Si è concluso “Armillae“, il 1° Convegno Internazionale sull’Anellone Piceno ideato e curato dall’antropologo Giacomo Recchioni, direttore del Museo Vidacilius. Una due giorni interessante in cui davanti ad un folto e attento pubblico si è ripercorsa la storia di quello che è considerato un elemento enigmatico e fortemente identitario del territorio Piceno facendo il punto sugli studi che lo riguardano grazie agli interventi di Stefano Papetti, Giacomo Recchioni, Carlo Bachetti Doria, Oronzo Mauro, Americo Marconi e Walter Scotucci. Quest’ultimo, dopo i saluti del sindaco Marco Fioravanti e del consigliere Patrizia Petracci, per la prima volta ha esposto la sua tesi inerente l’uso di questo reperto risalente al VI sec. a.C.
«Partendo – spiega Scotucci – dalla considerazione che le sacerdotesse della Dea Cupra erano certamente dedite a bagni, lustrazioni e balli rituali collegati alle acque, dispensatrici di fecondità e di vita, ai riti di purificazione, di passaggio, di iniziazione e più in generale a rituali legati alla sfera della fertilità, al sole, alla primavera e alla rinascita della vita, ho ipotizzato un uso dell’anellone, fino ad oggi mai proposto che ho presentato per la prima volta proprio in occasione del convegno. In base a tale ipotesi sei giovani donne vestite di tuniche bianche leggere (pepli) danzano in cerchio equidistanti, con grazia, in pose fluide e movimentate, con i vestiti che svolazzano al ritmo della danza e con i capelli raccolti in acconciature classiche. Al centro è sospeso un anellone di bronzo a sei nodi, equidistanti anch’essi. Da lì partono sei cinture (di cuoio ?) larghe e tese che scorrono intorno all’anello, tra un nodo e l’altro mantenendolo sospeso, che si tendono avvolgendosi alla vita di ogni danzatrice».

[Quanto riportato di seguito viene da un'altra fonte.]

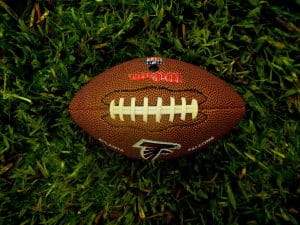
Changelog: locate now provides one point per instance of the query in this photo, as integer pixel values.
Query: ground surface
(53, 173)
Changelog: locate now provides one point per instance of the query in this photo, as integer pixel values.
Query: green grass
(51, 172)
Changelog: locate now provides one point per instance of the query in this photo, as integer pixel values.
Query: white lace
(157, 110)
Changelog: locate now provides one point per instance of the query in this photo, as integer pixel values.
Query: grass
(51, 172)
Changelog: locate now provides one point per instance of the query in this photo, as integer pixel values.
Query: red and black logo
(151, 150)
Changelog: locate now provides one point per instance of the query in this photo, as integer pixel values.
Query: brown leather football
(156, 108)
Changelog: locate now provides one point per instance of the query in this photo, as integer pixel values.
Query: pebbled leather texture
(220, 108)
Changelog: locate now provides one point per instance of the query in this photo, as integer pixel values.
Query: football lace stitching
(157, 110)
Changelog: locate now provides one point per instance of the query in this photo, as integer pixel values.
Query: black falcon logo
(151, 150)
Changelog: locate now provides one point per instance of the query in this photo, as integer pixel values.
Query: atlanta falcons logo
(151, 150)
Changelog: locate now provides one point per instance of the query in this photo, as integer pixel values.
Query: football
(156, 108)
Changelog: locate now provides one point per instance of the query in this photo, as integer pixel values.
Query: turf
(51, 172)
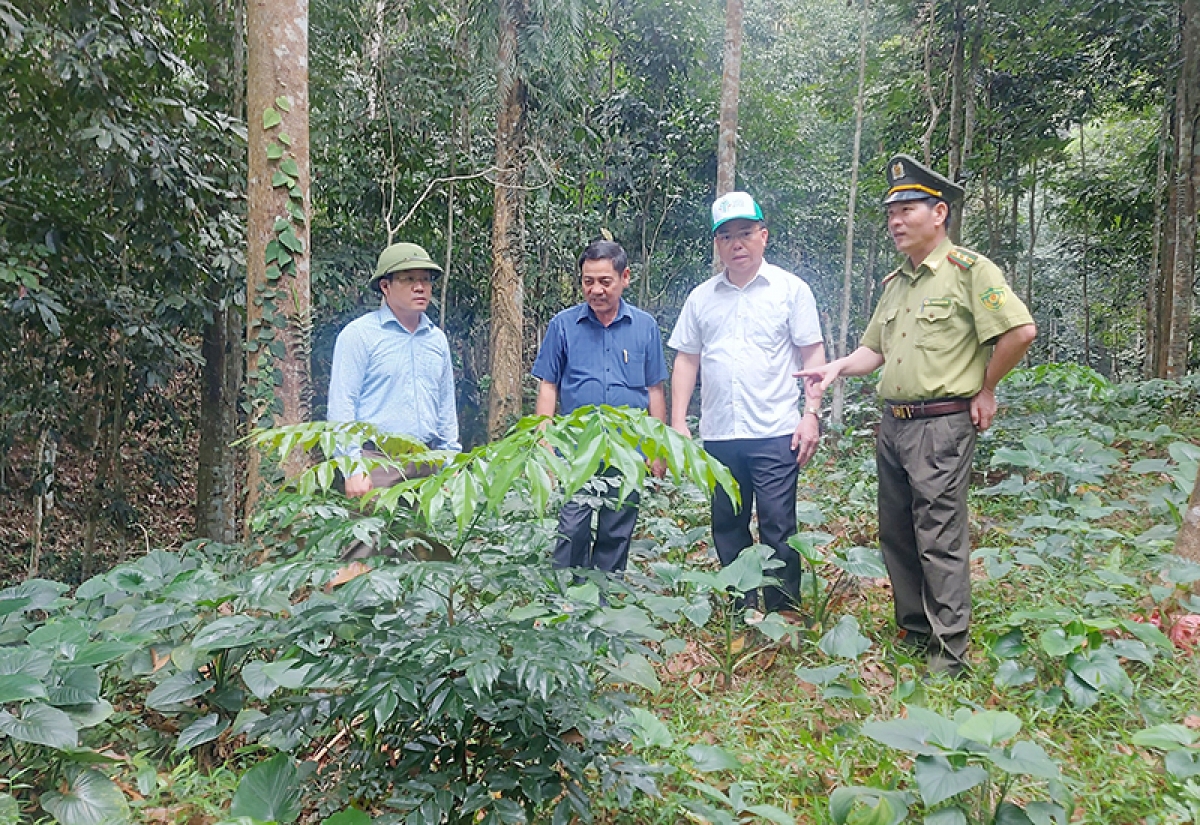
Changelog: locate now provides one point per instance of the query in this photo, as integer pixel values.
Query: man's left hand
(805, 438)
(983, 409)
(658, 468)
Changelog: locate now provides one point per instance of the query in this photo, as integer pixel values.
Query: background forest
(192, 196)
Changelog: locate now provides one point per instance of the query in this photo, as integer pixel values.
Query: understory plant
(966, 770)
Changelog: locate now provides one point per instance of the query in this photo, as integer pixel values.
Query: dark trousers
(615, 528)
(924, 470)
(766, 473)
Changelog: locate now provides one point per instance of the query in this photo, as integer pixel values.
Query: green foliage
(961, 756)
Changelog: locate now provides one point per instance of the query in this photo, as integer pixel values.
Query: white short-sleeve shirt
(748, 339)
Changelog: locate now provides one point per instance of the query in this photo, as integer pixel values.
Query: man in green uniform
(946, 331)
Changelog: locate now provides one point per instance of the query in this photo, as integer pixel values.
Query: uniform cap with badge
(400, 257)
(911, 180)
(735, 205)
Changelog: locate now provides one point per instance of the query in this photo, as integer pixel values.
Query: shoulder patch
(963, 258)
(994, 299)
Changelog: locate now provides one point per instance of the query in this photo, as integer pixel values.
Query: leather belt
(925, 409)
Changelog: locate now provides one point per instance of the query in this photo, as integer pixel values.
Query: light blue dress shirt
(400, 381)
(593, 363)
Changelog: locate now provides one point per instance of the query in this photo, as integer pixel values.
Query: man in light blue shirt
(600, 351)
(391, 367)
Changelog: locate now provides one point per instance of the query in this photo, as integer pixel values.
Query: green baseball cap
(735, 205)
(400, 257)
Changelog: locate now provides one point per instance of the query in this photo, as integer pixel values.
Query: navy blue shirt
(593, 363)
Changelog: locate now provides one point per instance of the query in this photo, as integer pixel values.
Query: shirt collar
(933, 260)
(587, 313)
(385, 315)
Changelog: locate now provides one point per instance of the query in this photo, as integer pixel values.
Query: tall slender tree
(279, 324)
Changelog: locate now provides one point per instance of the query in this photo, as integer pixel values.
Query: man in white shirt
(747, 330)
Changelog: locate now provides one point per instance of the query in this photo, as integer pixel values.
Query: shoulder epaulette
(963, 258)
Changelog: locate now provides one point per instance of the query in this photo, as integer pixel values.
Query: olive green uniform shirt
(935, 325)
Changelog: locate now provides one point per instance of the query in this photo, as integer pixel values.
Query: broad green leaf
(177, 690)
(77, 686)
(711, 759)
(879, 807)
(1055, 642)
(844, 640)
(1182, 764)
(348, 817)
(269, 792)
(990, 727)
(901, 734)
(1012, 673)
(202, 730)
(635, 669)
(1025, 759)
(89, 716)
(771, 813)
(1165, 738)
(101, 652)
(648, 729)
(863, 561)
(1011, 814)
(90, 799)
(942, 732)
(10, 812)
(18, 687)
(939, 781)
(40, 724)
(1149, 634)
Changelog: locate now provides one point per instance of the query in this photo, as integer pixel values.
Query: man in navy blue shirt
(600, 351)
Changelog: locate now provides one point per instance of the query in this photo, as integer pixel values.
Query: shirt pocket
(936, 327)
(635, 368)
(767, 326)
(888, 329)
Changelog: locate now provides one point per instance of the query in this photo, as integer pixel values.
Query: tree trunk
(731, 85)
(1155, 274)
(1179, 269)
(508, 232)
(1087, 251)
(1187, 543)
(216, 474)
(279, 321)
(849, 269)
(954, 139)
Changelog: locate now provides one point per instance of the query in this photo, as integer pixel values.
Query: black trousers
(924, 468)
(609, 550)
(766, 473)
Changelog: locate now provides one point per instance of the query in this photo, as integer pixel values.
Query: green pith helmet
(400, 257)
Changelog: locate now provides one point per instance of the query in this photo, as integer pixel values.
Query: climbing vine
(268, 333)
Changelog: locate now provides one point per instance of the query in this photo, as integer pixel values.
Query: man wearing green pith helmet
(946, 331)
(391, 367)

«Le sei cinture tese formano qualcosa di simile ai raggi di una ruota mentre le sei donne equidistanti girano, ballano e si muovono con grazia creando un magico effetto di tensione e di armonia con gli abiti e le pieghe che fluiscono seguendo il ritmo cadenzato del ballo in un’atmosfera eterea, dinamica e solenne – continua – . Le cinture emanano, nel movimento, un leggero bagliore, quasi fossero raggi simbolici di luce o fasce di energia che si dipartono dall’anellone (lucido e dorato) e raggiungono le danzatrici. È il ballo rituale e simbolico delle sacerdotesse della Dea Cupra che partecipano alla loro danza sacra mantenendo nel movimento una perfetta geometria della scena che si svolge all’aperto o in un giardino. Una danza rituale che allude al magico incastro tra la forza del Sole e la forza della Terra dove pure abitano le acque della generazione tanto care alla dea. L’anellone conferma dunque, secondo questa ipotesi e anche in base all’uso che se ne propone, una chiara valenza cosmica di simbolo solare peraltro già attestata in letteratura».
A dare lustro all’iniziativa Armillae 2025, moderata dalla giornalista Piersandra Dragoni, è stata la visita del Ministro per la Famiglia Eugenia Roccella a cui il personale del Museo Pimu ha donato una riproduzione dell’Anellone Piceno.